Project Tango: Converting between coordinate systems and merging point clouds

Project Tango: Converting between coordinate systems and merging point clouds - android

I am trying to convert point clouds sampled and stored in XYZij data (which, according to the document, stores data in camera space) into a world coordinate system so that they can be merged. The frame pair I use for the Tango listener has COORDINATE_FRAME_START_OF_SERVICE as the base frame and COORDINATE_FRAME_DEVICE as the target frame.
This is the way I implement the transformation:
Retrieve the rotation quaternion from TangoPoseData.getRotationAsFloats() as q_r, and the point position from XYZij as p.
Apply the following rotation, where q_mult is a helper method computing the Hamilton product of two quaternions (I have verified this method against another math library):
p_transformed = q_mult(q_mult(q_r, p), q_r_conjugated);
Add the translate retrieved from TangoPoseData.getTranslationAsFloats() to p_transformed.
But eventually, points at p_transformed always seem to end up in clutter of partly overlapped point clouds instead of an aligned, merged point cloud.
Am I missing anything here? Is there a conceptual mistake in the transformation?
Thanks in advance.

Ken & Vincenzo, thanks for the reply.
I somehow get better results by performing ICP registration using CloudCompare on individual point clouds after they are transformed into world coordinates using pose data alone. Below is a sample result from ~30 scans of a computer desk. Points on the farther end are still a bit off, but with carefully tuned parameters this might be improved. Also CloudCompare's command line interface makes it suitable for batch processing.
Besides the inevitable integration error that needs to be corrected, a mistake I made earlier was wrongly taking the camera space frame (the camera on the device), which is described here in the documentation, to be the same as the OpenGL camera frame, which is the same as the device frame as described here. But they are not.
Also, moving the camera slowly to get more overlap between two adjacent frames also helps registration. And a good visible lighting setup of the scene is important, since besides the motion sensors, Tango also relies on the fish eye camera on its back for motion tracking.
Hope the tips also work for more general cases other than mine.
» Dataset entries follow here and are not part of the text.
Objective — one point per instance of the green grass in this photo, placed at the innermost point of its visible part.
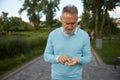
(36, 39)
(110, 50)
(9, 64)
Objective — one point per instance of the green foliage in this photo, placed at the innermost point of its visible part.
(12, 47)
(110, 50)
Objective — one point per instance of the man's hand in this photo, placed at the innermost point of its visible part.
(63, 59)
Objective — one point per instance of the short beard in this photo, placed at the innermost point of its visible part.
(69, 32)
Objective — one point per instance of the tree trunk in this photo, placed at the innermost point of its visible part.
(98, 40)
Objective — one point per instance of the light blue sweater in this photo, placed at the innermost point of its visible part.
(76, 45)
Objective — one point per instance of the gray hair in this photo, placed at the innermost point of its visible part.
(70, 9)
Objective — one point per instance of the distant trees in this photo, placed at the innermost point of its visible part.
(36, 8)
(12, 23)
(96, 14)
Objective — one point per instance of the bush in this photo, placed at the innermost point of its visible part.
(13, 47)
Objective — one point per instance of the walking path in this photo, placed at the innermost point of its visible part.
(40, 70)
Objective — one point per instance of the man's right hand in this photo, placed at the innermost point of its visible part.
(63, 59)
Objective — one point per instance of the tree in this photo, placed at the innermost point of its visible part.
(36, 8)
(98, 10)
(50, 7)
(33, 9)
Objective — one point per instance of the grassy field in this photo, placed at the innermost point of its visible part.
(110, 50)
(36, 41)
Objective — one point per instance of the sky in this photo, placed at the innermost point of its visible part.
(13, 6)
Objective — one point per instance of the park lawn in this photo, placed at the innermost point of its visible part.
(110, 50)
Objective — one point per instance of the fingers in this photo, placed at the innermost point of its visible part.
(63, 58)
(73, 62)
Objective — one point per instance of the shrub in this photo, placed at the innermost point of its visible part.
(13, 47)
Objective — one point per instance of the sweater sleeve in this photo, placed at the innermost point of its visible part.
(49, 51)
(86, 52)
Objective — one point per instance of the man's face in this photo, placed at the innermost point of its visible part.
(69, 22)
There are two different "standard" forms of the quaternion notation. One has the rotation angle first, i.e. x i j k, and one has the rotation angle last, i.e. x y z w. The Tango API docs list the TangoPoseData::orientation as x y z w. The Wikipedia page on quaternions lists them as x i j k. You might want to check what notation is assumed in your product method.
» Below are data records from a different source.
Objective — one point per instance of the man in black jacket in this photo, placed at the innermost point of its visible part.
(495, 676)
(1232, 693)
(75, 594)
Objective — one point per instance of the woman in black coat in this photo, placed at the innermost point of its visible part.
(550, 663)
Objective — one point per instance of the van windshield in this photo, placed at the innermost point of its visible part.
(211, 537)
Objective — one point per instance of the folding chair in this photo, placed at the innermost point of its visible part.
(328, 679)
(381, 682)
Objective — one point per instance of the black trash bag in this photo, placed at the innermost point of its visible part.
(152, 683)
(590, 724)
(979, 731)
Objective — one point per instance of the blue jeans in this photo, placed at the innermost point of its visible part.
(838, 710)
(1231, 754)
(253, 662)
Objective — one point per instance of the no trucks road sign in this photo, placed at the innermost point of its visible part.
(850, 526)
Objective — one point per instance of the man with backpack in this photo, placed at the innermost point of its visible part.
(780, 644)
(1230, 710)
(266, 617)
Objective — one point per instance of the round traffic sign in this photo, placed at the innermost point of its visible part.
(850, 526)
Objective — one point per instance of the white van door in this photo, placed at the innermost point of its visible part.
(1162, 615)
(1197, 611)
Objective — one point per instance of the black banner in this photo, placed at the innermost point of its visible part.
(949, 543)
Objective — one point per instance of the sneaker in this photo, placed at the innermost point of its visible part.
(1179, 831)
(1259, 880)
Where is your pose data coming from? Are you getting the most recent pose after you are in the callback for the point cloud data or are you asking for the pose that corresponds to the timestamp in the XYZij struct? You should be asking for the pose at time "timestamp" from the XYZij struct.
I tried it, it does not work.
I tried to queue the pose and get the nearest one to the XYZij.
Look at the blue wall
The real wall

we from roomplan.de created an opensource sample how to use pcl in project tango apps. It records pointclouds and transforms them into a common coordinate frame (the StartOf Service Frame). You can find the sample code here: https://github.com/roomplan/tango-examples-java/tree/master/PointCloudJava_with_PCL the specific funtion is in jni/jni_part.cpp function: Java_com_tangoproject_experiments_javapointcloud_PointCloudActivity_saveRotatedPointCloud
If you want the sample to compile, you need to clone the complete folder and integrate pcl into your project. A solution how this can be done can be found on our website.
sample pictures can be viewed at the demo app in the playstore. (Cant post them here yet) https://play.google.com/store/apps/details?id=com.tangoproject.experiments.javapointcloud&hl=en

Related

What's the difference between an Anchor and a Pose in arcore? [duplicate]
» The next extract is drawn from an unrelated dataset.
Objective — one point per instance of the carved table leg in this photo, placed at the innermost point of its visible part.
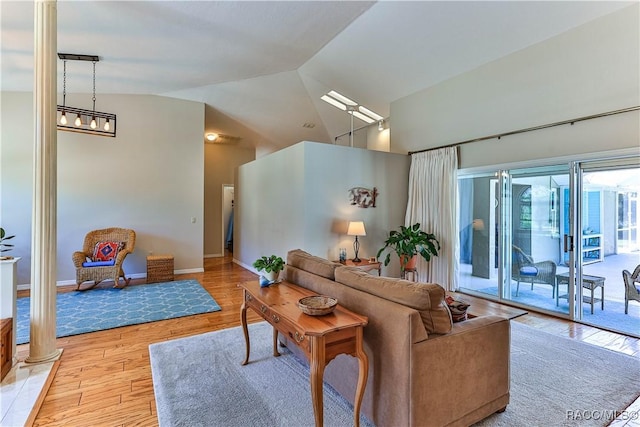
(363, 372)
(275, 343)
(317, 364)
(243, 321)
I'm trying to read and make sense of Google ARCore's domain model, particularly the Android SDK packages. Currently this SDK is in "preview" mode and so there are no tutorials, blogs, articles, etc. available on understanding how to use this API. Even Google itself suggests just reading the source code, source code comments and Javadocs to understand how to use the API. Problem is: if you're not already a computer vision expert, the domain model will feel a little alien & unfamiliar to you.
Specifically I'm interested in understanding the fundamental differences between, and proper usages of, the following classes:
Frame
Anchor
Pose
PointCloud
According to Anchor's javadoc:
"Describes a fixed location and orientation in the real world. To stay at a fixed location in physical space, the numerical description of this position will update as ARCore's understanding of the space improves. Use getPose() to get the current numerical location of this anchor. This location may change any time update() is called, but will never spontaneously change."
So Anchors have a Pose. Sounds like you "drop an Anchor" onto something thats visible in the camera, and then ARCore tracks that Anchor and constantly updates its Pose to reflect the nature of its onscreen coordinates maybe?
And from Pose's javadoc:
"Represents an immutable rigid transformation from one coordinate frame to another. As provided from all ARCore APIs, Poses always describe the transformation from object's local coordinate frame to the world coordinate frame (see below)...These changes mean that every frame should be considered to be in a completely unique world coordinate frame."
So it sounds like a Pose is something that is only unique to the "current frame" of the camera and that each time the frame is updated, all poses for all anchors are recalculated maybe? If not, then what's the relationship between an Anchor, its Pose, the current frame and the world coordinate frame? And what's a Pose really, anyways? Is a "Pose" just a way of storing matrix/point data so that you can convert an Anchor from the current frame to the world frame? Or something else?
Finally, I see a strong correlation between Frames, Poses and Anchors, but then there's PointCloud. The only class I can see inside com.google.ar.core that uses these is the Frame. PointClouds appear to be (x,y,z)-coordinates with a 4th property representing ARCore's "confidence" that the x/y/z components are actually correct. So if an Anchor has a Pose, I would have imagined that a Pose would also have a PointCloud representing the Anchor's coordinates & confidence in those coordinates. But Pose does not have a PointCloud, and so I must be completely misunderstanding the concepts that these two classes model.
The question
I've posed several different questions above, but they all boil down to a single, concise, answerable question:
What is the difference in the concepts behind Frame, Anchor, Pose and PointCloud and when do you use each of them (and for what purposes)?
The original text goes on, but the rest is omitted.